« Sommes une jeunesse, Messieurs ! Sommes la jeunesse de Dieu. La jeunesse de la fidélité ! Et cette jeunesse veut préserver pour elle et pour ses fils, la créance humaine, la liberté de l'homme intérieur... » (Charette)
Dans une totale indifférence des fidèles, nos évêques ont permis que disparaisse de la liturgie ce que le Concile entendait conserver : la célébration « versus orientem », le latin et le chant grégorien, l’agenouillement aux moments importants de la messe, la noblesse des autels, la tenue et la dignité des ministres de l’autel... etc. Ces disparitions, anodines en apparence, ne se sont pas faites d’un coup mais par petites touches successives : un dimanche on oublie cela, le dimanche suivant on omet ceci, et puis on remplace tel rite, tel chant par autre chose. Sans qu’on y prête attention, en s’appuyant sur une catéchèse elle-même défaillante, ces petites touches successives auront pourtant marqué la poursuite de l’affaiblissement constant du sens de la liturgie chez les catholiques de France.
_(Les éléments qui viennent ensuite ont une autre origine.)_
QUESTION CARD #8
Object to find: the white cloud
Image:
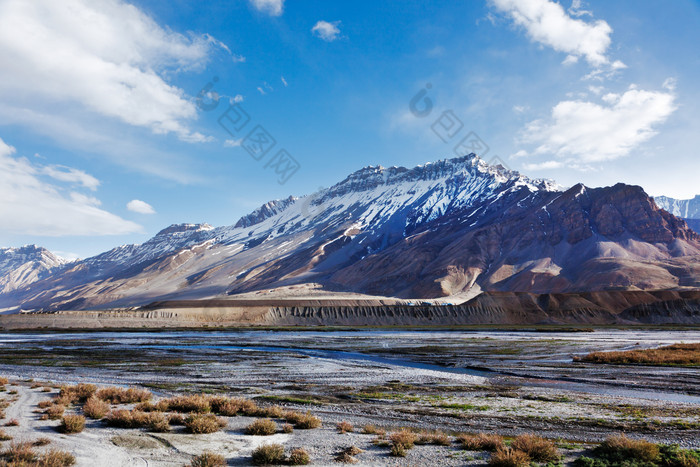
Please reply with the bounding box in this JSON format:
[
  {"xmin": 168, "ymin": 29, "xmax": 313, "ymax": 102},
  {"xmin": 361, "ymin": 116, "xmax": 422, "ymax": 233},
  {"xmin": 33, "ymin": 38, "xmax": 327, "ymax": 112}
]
[
  {"xmin": 250, "ymin": 0, "xmax": 284, "ymax": 16},
  {"xmin": 311, "ymin": 21, "xmax": 340, "ymax": 42},
  {"xmin": 0, "ymin": 0, "xmax": 228, "ymax": 142},
  {"xmin": 491, "ymin": 0, "xmax": 612, "ymax": 67},
  {"xmin": 0, "ymin": 139, "xmax": 142, "ymax": 237},
  {"xmin": 523, "ymin": 161, "xmax": 564, "ymax": 170},
  {"xmin": 41, "ymin": 165, "xmax": 100, "ymax": 191},
  {"xmin": 126, "ymin": 199, "xmax": 156, "ymax": 214},
  {"xmin": 224, "ymin": 138, "xmax": 243, "ymax": 148},
  {"xmin": 522, "ymin": 86, "xmax": 676, "ymax": 163}
]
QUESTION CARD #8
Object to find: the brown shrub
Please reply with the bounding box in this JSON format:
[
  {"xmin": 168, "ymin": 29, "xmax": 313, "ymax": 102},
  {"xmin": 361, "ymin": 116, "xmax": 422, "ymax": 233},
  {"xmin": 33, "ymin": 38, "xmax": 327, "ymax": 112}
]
[
  {"xmin": 146, "ymin": 412, "xmax": 170, "ymax": 433},
  {"xmin": 416, "ymin": 431, "xmax": 452, "ymax": 446},
  {"xmin": 97, "ymin": 387, "xmax": 153, "ymax": 404},
  {"xmin": 162, "ymin": 395, "xmax": 211, "ymax": 413},
  {"xmin": 190, "ymin": 452, "xmax": 226, "ymax": 467},
  {"xmin": 389, "ymin": 429, "xmax": 417, "ymax": 449},
  {"xmin": 252, "ymin": 444, "xmax": 284, "ymax": 465},
  {"xmin": 287, "ymin": 412, "xmax": 321, "ymax": 430},
  {"xmin": 83, "ymin": 396, "xmax": 109, "ymax": 420},
  {"xmin": 58, "ymin": 415, "xmax": 85, "ymax": 434},
  {"xmin": 2, "ymin": 443, "xmax": 37, "ymax": 466},
  {"xmin": 457, "ymin": 433, "xmax": 505, "ymax": 452},
  {"xmin": 58, "ymin": 383, "xmax": 97, "ymax": 403},
  {"xmin": 46, "ymin": 405, "xmax": 66, "ymax": 420},
  {"xmin": 245, "ymin": 418, "xmax": 277, "ymax": 436},
  {"xmin": 489, "ymin": 447, "xmax": 530, "ymax": 467},
  {"xmin": 335, "ymin": 420, "xmax": 355, "ymax": 433},
  {"xmin": 287, "ymin": 448, "xmax": 311, "ymax": 465},
  {"xmin": 39, "ymin": 449, "xmax": 75, "ymax": 467},
  {"xmin": 594, "ymin": 434, "xmax": 659, "ymax": 462},
  {"xmin": 185, "ymin": 414, "xmax": 223, "ymax": 434},
  {"xmin": 511, "ymin": 434, "xmax": 560, "ymax": 462},
  {"xmin": 36, "ymin": 399, "xmax": 54, "ymax": 409}
]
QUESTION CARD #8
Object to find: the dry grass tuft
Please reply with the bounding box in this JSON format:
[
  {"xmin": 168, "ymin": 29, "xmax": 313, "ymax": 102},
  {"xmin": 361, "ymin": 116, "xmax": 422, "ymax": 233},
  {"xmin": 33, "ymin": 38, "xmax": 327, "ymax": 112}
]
[
  {"xmin": 58, "ymin": 415, "xmax": 85, "ymax": 434},
  {"xmin": 335, "ymin": 421, "xmax": 355, "ymax": 433},
  {"xmin": 185, "ymin": 414, "xmax": 226, "ymax": 435},
  {"xmin": 252, "ymin": 444, "xmax": 285, "ymax": 465},
  {"xmin": 511, "ymin": 434, "xmax": 561, "ymax": 462},
  {"xmin": 574, "ymin": 344, "xmax": 700, "ymax": 366},
  {"xmin": 245, "ymin": 418, "xmax": 277, "ymax": 436},
  {"xmin": 190, "ymin": 452, "xmax": 226, "ymax": 467},
  {"xmin": 83, "ymin": 396, "xmax": 109, "ymax": 420},
  {"xmin": 96, "ymin": 387, "xmax": 153, "ymax": 404},
  {"xmin": 287, "ymin": 448, "xmax": 311, "ymax": 465},
  {"xmin": 457, "ymin": 433, "xmax": 505, "ymax": 452},
  {"xmin": 489, "ymin": 447, "xmax": 530, "ymax": 467},
  {"xmin": 389, "ymin": 429, "xmax": 417, "ymax": 449},
  {"xmin": 416, "ymin": 431, "xmax": 452, "ymax": 446}
]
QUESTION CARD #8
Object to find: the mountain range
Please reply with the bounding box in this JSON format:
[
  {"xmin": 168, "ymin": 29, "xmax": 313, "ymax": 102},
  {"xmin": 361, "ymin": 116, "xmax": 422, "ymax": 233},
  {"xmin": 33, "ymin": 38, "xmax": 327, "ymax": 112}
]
[{"xmin": 0, "ymin": 154, "xmax": 700, "ymax": 310}]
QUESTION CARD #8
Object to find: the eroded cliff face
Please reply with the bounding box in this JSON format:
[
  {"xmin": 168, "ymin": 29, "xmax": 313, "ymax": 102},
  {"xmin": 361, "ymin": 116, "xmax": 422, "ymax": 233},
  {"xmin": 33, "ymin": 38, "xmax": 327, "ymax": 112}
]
[{"xmin": 0, "ymin": 155, "xmax": 700, "ymax": 310}]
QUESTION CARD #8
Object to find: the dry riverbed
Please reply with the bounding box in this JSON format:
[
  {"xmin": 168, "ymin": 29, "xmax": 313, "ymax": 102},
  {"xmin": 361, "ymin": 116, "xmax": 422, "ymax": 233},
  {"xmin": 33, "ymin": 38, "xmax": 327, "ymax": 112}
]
[{"xmin": 0, "ymin": 331, "xmax": 700, "ymax": 466}]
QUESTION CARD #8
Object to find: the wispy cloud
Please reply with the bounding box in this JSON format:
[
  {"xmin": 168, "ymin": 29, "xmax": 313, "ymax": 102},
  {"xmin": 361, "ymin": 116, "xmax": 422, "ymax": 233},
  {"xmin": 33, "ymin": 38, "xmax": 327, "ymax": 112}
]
[
  {"xmin": 250, "ymin": 0, "xmax": 284, "ymax": 16},
  {"xmin": 0, "ymin": 139, "xmax": 142, "ymax": 237},
  {"xmin": 0, "ymin": 0, "xmax": 228, "ymax": 142},
  {"xmin": 519, "ymin": 86, "xmax": 676, "ymax": 163},
  {"xmin": 311, "ymin": 21, "xmax": 340, "ymax": 42},
  {"xmin": 491, "ymin": 0, "xmax": 612, "ymax": 67},
  {"xmin": 126, "ymin": 199, "xmax": 156, "ymax": 214}
]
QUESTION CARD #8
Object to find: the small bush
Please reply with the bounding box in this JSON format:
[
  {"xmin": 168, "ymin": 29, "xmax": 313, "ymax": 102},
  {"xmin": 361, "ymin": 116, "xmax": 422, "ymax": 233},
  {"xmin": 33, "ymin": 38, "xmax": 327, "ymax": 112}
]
[
  {"xmin": 58, "ymin": 383, "xmax": 97, "ymax": 402},
  {"xmin": 190, "ymin": 452, "xmax": 226, "ymax": 467},
  {"xmin": 287, "ymin": 448, "xmax": 311, "ymax": 465},
  {"xmin": 32, "ymin": 438, "xmax": 51, "ymax": 447},
  {"xmin": 83, "ymin": 396, "xmax": 109, "ymax": 420},
  {"xmin": 58, "ymin": 415, "xmax": 85, "ymax": 434},
  {"xmin": 362, "ymin": 425, "xmax": 386, "ymax": 435},
  {"xmin": 489, "ymin": 447, "xmax": 530, "ymax": 467},
  {"xmin": 457, "ymin": 433, "xmax": 505, "ymax": 452},
  {"xmin": 511, "ymin": 434, "xmax": 561, "ymax": 462},
  {"xmin": 162, "ymin": 395, "xmax": 211, "ymax": 413},
  {"xmin": 245, "ymin": 418, "xmax": 277, "ymax": 436},
  {"xmin": 389, "ymin": 430, "xmax": 417, "ymax": 449},
  {"xmin": 97, "ymin": 387, "xmax": 153, "ymax": 404},
  {"xmin": 146, "ymin": 412, "xmax": 170, "ymax": 433},
  {"xmin": 39, "ymin": 449, "xmax": 75, "ymax": 467},
  {"xmin": 46, "ymin": 405, "xmax": 66, "ymax": 420},
  {"xmin": 389, "ymin": 444, "xmax": 407, "ymax": 457},
  {"xmin": 185, "ymin": 414, "xmax": 223, "ymax": 435},
  {"xmin": 335, "ymin": 421, "xmax": 355, "ymax": 433},
  {"xmin": 168, "ymin": 413, "xmax": 185, "ymax": 426},
  {"xmin": 294, "ymin": 412, "xmax": 321, "ymax": 430},
  {"xmin": 335, "ymin": 446, "xmax": 362, "ymax": 464},
  {"xmin": 252, "ymin": 444, "xmax": 284, "ymax": 465},
  {"xmin": 36, "ymin": 399, "xmax": 55, "ymax": 409},
  {"xmin": 2, "ymin": 443, "xmax": 37, "ymax": 466}
]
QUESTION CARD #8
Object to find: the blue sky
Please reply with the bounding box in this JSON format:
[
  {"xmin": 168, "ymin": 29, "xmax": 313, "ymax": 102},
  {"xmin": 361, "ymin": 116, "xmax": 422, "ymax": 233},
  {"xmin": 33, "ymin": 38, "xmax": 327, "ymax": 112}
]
[{"xmin": 0, "ymin": 0, "xmax": 700, "ymax": 257}]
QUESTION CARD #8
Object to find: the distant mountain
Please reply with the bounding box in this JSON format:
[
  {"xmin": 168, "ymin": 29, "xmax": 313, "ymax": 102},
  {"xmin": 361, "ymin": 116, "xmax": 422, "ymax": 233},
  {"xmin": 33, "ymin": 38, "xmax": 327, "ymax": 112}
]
[
  {"xmin": 0, "ymin": 245, "xmax": 68, "ymax": 293},
  {"xmin": 0, "ymin": 155, "xmax": 700, "ymax": 309},
  {"xmin": 654, "ymin": 195, "xmax": 700, "ymax": 233}
]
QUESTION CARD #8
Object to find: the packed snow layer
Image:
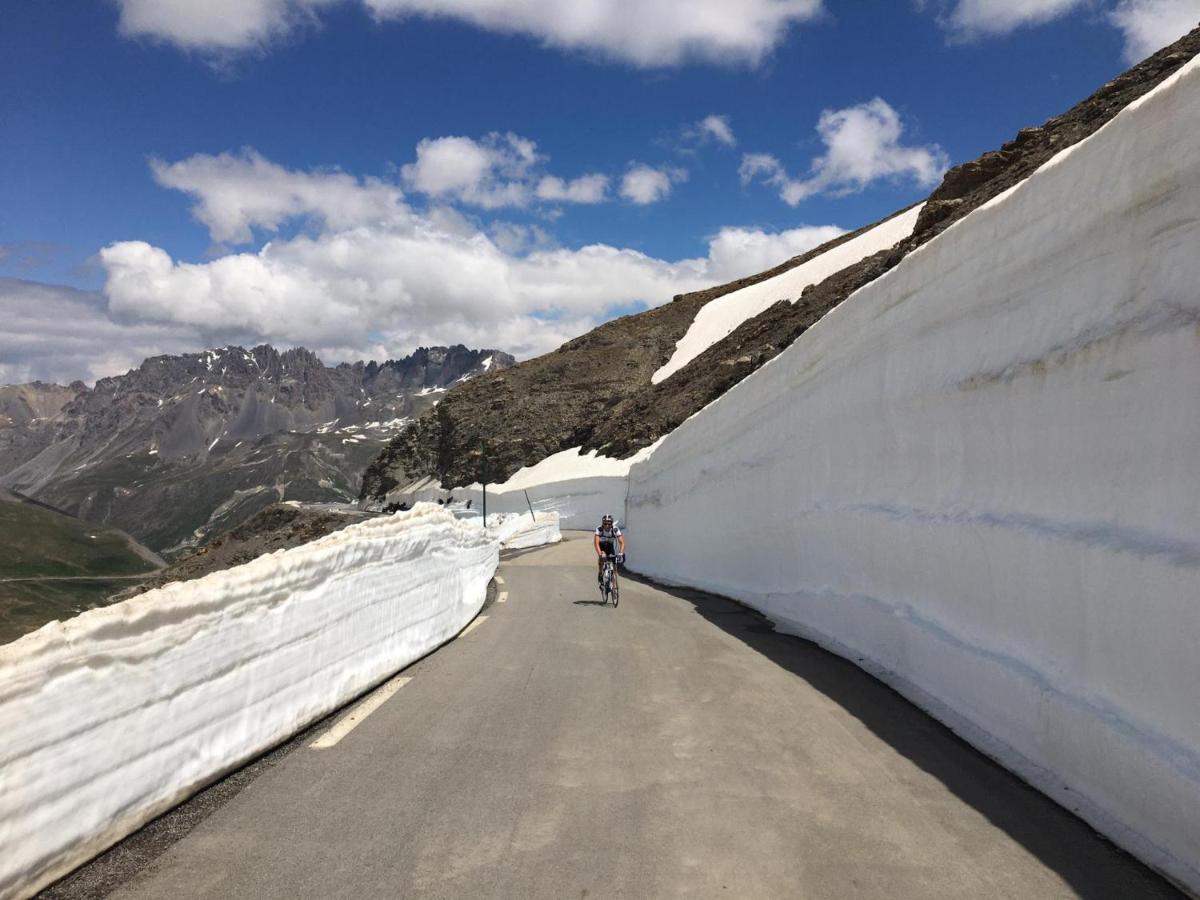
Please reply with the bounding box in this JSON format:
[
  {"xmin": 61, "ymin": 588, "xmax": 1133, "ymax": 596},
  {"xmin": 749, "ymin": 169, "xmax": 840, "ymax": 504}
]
[
  {"xmin": 487, "ymin": 511, "xmax": 563, "ymax": 550},
  {"xmin": 386, "ymin": 444, "xmax": 658, "ymax": 529},
  {"xmin": 628, "ymin": 60, "xmax": 1200, "ymax": 892},
  {"xmin": 650, "ymin": 204, "xmax": 923, "ymax": 384},
  {"xmin": 0, "ymin": 506, "xmax": 498, "ymax": 898}
]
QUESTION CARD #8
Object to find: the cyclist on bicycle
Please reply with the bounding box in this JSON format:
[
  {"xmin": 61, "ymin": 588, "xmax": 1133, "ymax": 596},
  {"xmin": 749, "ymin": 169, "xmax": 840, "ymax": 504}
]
[{"xmin": 592, "ymin": 514, "xmax": 625, "ymax": 586}]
Cette évolution est le fruit de la volonté opiniâtre de certains pasteurs insensibles au délitement progressif de la pratique dominicale, et qui mettent tout en œuvre pour détruire les résistances. Celles-ci sont, en effet, un obstacle à leur pastorale du « tout se vaut du moment que ça plaît » peuplée d’individus amnésiques, et qu’il faut mettre partout en œuvre. Jusque dans la plus petite des chapelles. Rien de tel alors, pour favoriser cette pastorale, que la disparition de la liturgie de l’Eglise et son remplacement par des célébrations aléatoires et souvent bêtifiantes. En effet, des fidèles oublieux de leur liturgie consentent d’autant mieux à se détourner de leurs racines spirituelles pour se contenter d’un simple verni de spiritualité, d’une foi édulcorée en un « Dieu qui chante et fait danser la vie ». Souvent ignorée, donc, la liturgie de l’Eglise subit également de virulentes attaques. Il faut désormais présenter des excuses si l’on veut participer à une messe célébrée selon le missel romain actuel. Récemment, un évêque conseillait même à un fidèle qui souhaitait la liturgie de l’Eglise dans sa paroisse d’aller discuter avec son curé. Discuter pour demander à un prêtre de bien vouloir faire ce qu’il doit faire ! Ne marche-t-on pas cul par-dessus tête ? Surtout quand on sait qu’il n’est nul besoin de discuter avec ce curé pour lui demander de célébrer n’importe comment : il le fait si spontanément ! Mal comprise par un clergé mal formé qui a su s’appuyer sur des « équipes » où sont engagés des fidèles ignorants, la liturgie est partout maltraitée. Autrefois objet de fierté pour tout catholique, elle est devenue objet de culpabilité pour qui l’aime et souhaite qu’elle soit respectée. Nos Pères dans la foi, dont le concours au cours des siècles avait permis d’édifier une liturgie qui soit la juste expression de ce que croit l’Eglise du Christ : il est de notre responsabilité de faire vivre ; à défaut, celle-ci pourrait bien disparaître définitivement, comme le craignait le Cardinal Ratzinger. Pour ce faire, il est essentiel que la transmission de la liturgie, dont la mise en œuvre fidèle est le socle, éclaire avec précision la construction de notre appartenance à l’Eglise pour que tous les fidèles puissent conserver l’envie de la célébrer ensemble.
Les spiritualités nouvelles qui ont fleuri un peu partout ces dernières années, sont à la recherche de signes identitaires spécifiques. Afin d’être en mesure de défendre leurs valeurs liturgiques, les fidèles catholiques devraient s’inspirer d’une telle quête : nous devrions absolument nous réapproprier notre liturgie et renouer avec un authentique « sensus Ecclesiae ». Il faudrait pour cela que dans la nature du fidèle catholique puisse se deviner un amour de la liturgie forçant l’admiration et le respect de tous. Cela ne pourra s’obtenir que si, en premier lieu, les ministres de l’autel acceptent à nouveau de célébrer les Mystères en s’inscrivant dans ce que Benoit XVI appelait une « herméneutique de continuité » qui conduit à ne rien rejeter de notre héritage liturgique reçu de l’Eglise.